Conrad "Cooney" Schwartz owned
a tavern at 552 Ferry Street, a little east of Vincent Street. For
brevity it was affectionately called "Cooney's ".
But it was more of a gin mill than a tavern.
Cooney was a short balding man on the portly side. Looking back
it seemed very strange that a Hungarian gin mill was so successful.
It always seemed that most establishments of that type were usually
run by the Irish. This gin mill had some very strange guests considering
it was Down Neck.
This is my recollection from almost 60 years ago. It may need
some enhancement but I think it's correct. When you entered Cooney's
from the front door the bar was on the left. A shuffleboard was
on the right. A mounted deer head was also on the wall. I think
Cooney also had a rod/gun club for sportsmen. The back room area
is a little fuzzy. But most bars were for men only and the rear
room was usually for ladies and families.
I can still visualize what I saw when I entered his gin mill.
There were two small window exhaust fans that did nothing but make
noise. The bar was always packed with everyone talking at once.
The custom of many men at that time was to go to the gin mill right
from work. In many cases most of the man's paycheck and time were
spent at the gin mill.
The smoke from pipes, cigarettes and cigars was unbelievable.
It was actually a white cloud that just hung over the bar. The typical
brass spittoons were resting at their stations.
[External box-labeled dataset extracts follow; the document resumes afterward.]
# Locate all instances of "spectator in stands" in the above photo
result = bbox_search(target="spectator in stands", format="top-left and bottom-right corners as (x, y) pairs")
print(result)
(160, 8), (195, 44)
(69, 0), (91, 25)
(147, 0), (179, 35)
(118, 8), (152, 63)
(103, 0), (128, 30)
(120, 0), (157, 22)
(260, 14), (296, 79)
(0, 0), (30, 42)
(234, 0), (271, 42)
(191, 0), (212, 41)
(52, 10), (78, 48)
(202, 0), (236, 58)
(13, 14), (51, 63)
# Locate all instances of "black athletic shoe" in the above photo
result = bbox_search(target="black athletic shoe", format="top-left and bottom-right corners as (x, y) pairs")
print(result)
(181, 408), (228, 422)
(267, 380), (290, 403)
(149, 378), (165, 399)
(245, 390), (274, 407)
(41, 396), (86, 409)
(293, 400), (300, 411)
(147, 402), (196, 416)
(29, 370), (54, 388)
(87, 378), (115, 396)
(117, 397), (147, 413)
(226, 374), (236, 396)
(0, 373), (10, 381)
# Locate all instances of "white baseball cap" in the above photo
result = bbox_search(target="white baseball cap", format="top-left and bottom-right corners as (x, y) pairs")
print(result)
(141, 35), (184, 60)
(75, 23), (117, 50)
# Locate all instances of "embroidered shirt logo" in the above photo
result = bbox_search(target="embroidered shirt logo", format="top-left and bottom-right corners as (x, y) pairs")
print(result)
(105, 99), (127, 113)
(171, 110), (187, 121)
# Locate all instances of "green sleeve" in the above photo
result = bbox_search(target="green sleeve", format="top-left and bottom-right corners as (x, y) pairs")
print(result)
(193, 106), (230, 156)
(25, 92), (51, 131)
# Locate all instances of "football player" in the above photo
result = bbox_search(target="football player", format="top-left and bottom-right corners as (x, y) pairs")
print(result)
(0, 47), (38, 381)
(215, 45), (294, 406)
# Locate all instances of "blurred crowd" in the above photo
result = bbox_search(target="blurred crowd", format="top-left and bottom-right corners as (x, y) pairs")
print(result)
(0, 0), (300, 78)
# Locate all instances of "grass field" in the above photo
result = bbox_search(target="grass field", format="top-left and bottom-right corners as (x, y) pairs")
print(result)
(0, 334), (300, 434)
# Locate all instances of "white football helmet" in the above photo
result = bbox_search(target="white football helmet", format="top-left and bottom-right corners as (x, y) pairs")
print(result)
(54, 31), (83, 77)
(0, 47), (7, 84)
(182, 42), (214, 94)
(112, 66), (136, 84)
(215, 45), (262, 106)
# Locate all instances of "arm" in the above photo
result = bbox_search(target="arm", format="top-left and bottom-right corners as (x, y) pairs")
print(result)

Usually located
underneath the bar rail that was everyone's foot rest. When I think
back I never remember seeing anyone chewing tobacco. But spitting
was a macho thing and thus the need for the spittoons.
Cooney provided an usual takeout service by today's standards.
If you brought a metal pail with a handle on it, he would fill it
up with beer to be carried home for consumption. This we did many
times when we visited Granny's house. As you know alcohol can be
the lubricant of speech. Looking back I think a couple of times
us kids were even sent to be the couriers. I guess that was before
the A. B. C.
If I went with my father I would always beg him to take me to
the backyard of the establishment. We always had to be escorted
into that area. On the exterior side of the back door was a junk
yard dog on a chain. His job was to make the uninvited sorry for
going into that area. This area was reserved for Cooney's pets.
Once the dog, which was a pit bull without papers, was secured we
entered the strange environment. The backyard was filled with cages
of many animals. They definitely weren't indigenous to Down Neck.
These strange guests that were so well protected were game birds.
Pheasants , Grouse, English Game Birds and Gosh only knows what
else. He had his own zoo.
Cooney ran for East Ward Councilman when Newark changed from Commissioner
to Mayor/Council form of government. While Cooney lost in his bid
for the council seat, Newark won. Because of the change in government
Newark was named in 1953 the most progressive city in the United
Cooney sold his gin mill in the 1970's.
Down Neck I guess always had it share of very strange guests.